Presiden Joko Widodo (Jokowi) mengatakan bahwa sudah 3 tahun terakhir ini tidak menggelar buka puasa bersama dan open house karena Pandemi Covid-19. Oleh karenanya ia mempersilahkan jajarannya dan masyarakat gelar open house pada Lebaran 2023 atau Idul Fitri 1444 Hijriah.
“Ini kita kan sudah 3 tahun tidak buka puasa bersama, tidak open house saya memberikan keleluasaan untuk semuanya bisa berjumpa dengan keluarga besarnya, bisa berjumpa dengan sahabat-sahabatnya , tetangga-tetangganya,” kata Jokowi.
Bagi Sembako
Presiden Joko Widodo (Jokowi) membagikan sembako keoada masyarakat di depan Istana Kepresidenan, Jakarta. Jokowi membagikan paket sembako usai mengecek harga kebutuhan pokok di Pasar Tugu, Depok dan Pasar Minggu, Jakarta.
Presiden yang mengenakan kemeja putih lengan panjang didampingi Menteri BUMN Erick Thohir memantau pembagian Sembako kepada masyarakat yang melintas di depan Istana. Tumpukan paket Sembako yang ditata di atas meja dibagikan oleh sejumlah petugas.
Sejumlah petugas TNI/Polri membantu mengatur masyarakat yang mengantre pembagian sembako.Sebelumnya Presiden Joko Widodo (Jokowi) mengunjungi Pasar Tugu Palsigunung, Kecamatan Cimanggis, Kota Depok, Jawa Barat, pada Kamis(13/4). Dalam kunjungan tersebut, Kepala Negara mengecek harga sejumlah kebutuhan pokok yang ada di pasar tersebut sepekan menjelang Hari Raya Idulfitri 1444 Hijriah.
"Saya hadir di Pasar Tugu Depok ini untuk mengecek terakhir di minggu-minggu terakhir harga bahan pokok seperti apa," ujar Presiden.
Menurut Presiden, harga sejumlah kebutuhan pokok di Pasar Tugu masih cukup stabil, mulai dari bawang, telur hingga daging ayam.

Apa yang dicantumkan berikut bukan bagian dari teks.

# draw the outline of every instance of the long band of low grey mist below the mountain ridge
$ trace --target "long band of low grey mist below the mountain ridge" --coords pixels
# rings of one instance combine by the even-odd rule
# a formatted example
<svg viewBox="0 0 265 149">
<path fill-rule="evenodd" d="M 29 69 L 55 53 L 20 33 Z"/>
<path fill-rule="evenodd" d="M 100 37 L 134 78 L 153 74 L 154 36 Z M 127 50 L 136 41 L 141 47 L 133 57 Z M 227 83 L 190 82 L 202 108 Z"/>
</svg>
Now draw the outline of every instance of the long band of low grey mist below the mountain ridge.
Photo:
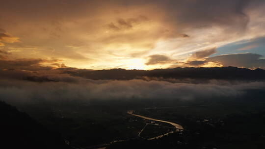
<svg viewBox="0 0 265 149">
<path fill-rule="evenodd" d="M 89 80 L 72 78 L 73 82 L 29 82 L 0 80 L 0 98 L 7 102 L 61 100 L 193 100 L 239 97 L 249 89 L 264 89 L 264 82 L 170 83 L 144 80 Z M 64 79 L 65 80 L 65 79 Z M 78 81 L 77 81 L 78 80 Z"/>
</svg>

Namun, Presiden menyebut harga beras di pasar tersebut masih cukup tinggi.
"Saya lihat bagus semuanya. Bawang merah bagus, telur turun, bawang putih stabil, ayam juga di angka 32 (ribu), 35 (ribu) juga stabil, yang belum turun memang beras," ungkap Presiden.
Guna mengatasi harga beras yang belum terkendali, Presiden telah menginstruksikan Bulog untuk segera melakukan langkah cepat. Salah satunya dengan mengadakan operasi pasar agar harga beras menjadi stabil.